Orangtua sempat meminta ijin untuk anaknya diperkenankan menyanyikan lagu rohani yang sesuai akidahnya, namun tidak diperkenankan. Alasan penolakan guru adalah berpedoman pada kurikulum pendidikan agama Kristen, padahal Kompetensi dasar (KD) dalam kurikulum pendidikan agama Kristen justru tidak menentukan judul lagu rohani. Misalnya Silabus mata pelajaran pendidikan agama Kristen kelas 4 SD, pada KD 4.6 berbunyi : “Menyanyikan lagu rohani anak-anak yang menunjukkan ucapan syukur atas dirinya, keluarga, teman, dan alam ciptaan Tuhan”.
"KD tersebut sama sekali tidak menentukan judul lagu rohani yang harus dinyanyikan oleh peserta didik", ungkap Retno.

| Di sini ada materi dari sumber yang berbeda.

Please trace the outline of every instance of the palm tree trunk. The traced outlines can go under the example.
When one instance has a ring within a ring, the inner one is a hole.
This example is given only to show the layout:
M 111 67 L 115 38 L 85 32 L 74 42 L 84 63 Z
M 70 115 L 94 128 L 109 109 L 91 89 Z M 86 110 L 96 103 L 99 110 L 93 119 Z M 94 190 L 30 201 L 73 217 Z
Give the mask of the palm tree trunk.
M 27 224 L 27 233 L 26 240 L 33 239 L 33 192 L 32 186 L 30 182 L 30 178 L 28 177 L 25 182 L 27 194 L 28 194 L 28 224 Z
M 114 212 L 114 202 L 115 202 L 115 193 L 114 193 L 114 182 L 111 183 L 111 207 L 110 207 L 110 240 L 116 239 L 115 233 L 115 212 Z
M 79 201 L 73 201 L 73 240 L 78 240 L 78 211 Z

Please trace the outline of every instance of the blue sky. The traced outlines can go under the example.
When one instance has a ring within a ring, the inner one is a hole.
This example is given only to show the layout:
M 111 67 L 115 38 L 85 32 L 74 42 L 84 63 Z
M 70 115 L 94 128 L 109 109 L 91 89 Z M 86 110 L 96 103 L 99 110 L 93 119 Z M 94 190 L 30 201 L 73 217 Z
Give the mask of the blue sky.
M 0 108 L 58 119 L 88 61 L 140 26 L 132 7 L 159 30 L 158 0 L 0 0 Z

Saat pengawasan di sekolah, ada beberapa usulan untuk solusi, di antaranya adalah usulan dari Jarwoko, Kepala LPMP Kalimantan Utara yang mengusulkan ketiga anak tetap diberikan pembelajaran agama dari guru agama Kristen, namun hanya aspek kognitif/pengetahuan dan aspek afektif/sikap. Sedangkan aspek Psikomotorik/Praktik/ketrampilan di serahkan kepada komunitas agama ketiga anak tersebut, agar tidak ada lagi perdebatan soal akidah.
Selain itu, Kepala Dinas Pendidikan Kota Tarakan juga mengusulkan ketiga anak dinaikkan kelas, hanya untuk keputusan tidak naik kelas yang ke-3, di mana anak-anak akan mengikuti remedial terlebih dahulu untuk nilai yang tidak tuntas, yaitu nilai pendidikan agama saja, mengingat nilai mata pelajaran lain tuntas bahkan dengan nilai tinggi.
Retno mempertanyakan apakah diskriminasi atas dasar agama minoritas ini akan dilanggengkan terus di negeri Pancasila yang sangat majemuk ini? Padahal, anak-anak belum bisa memilih agama baginya, anak pasti mengikuti agama orangtuanya.
Sejatinya para pihak dalam mengambil keputusan harus mengedepankan hak ketiga anak untuk memperoleh pendidikan.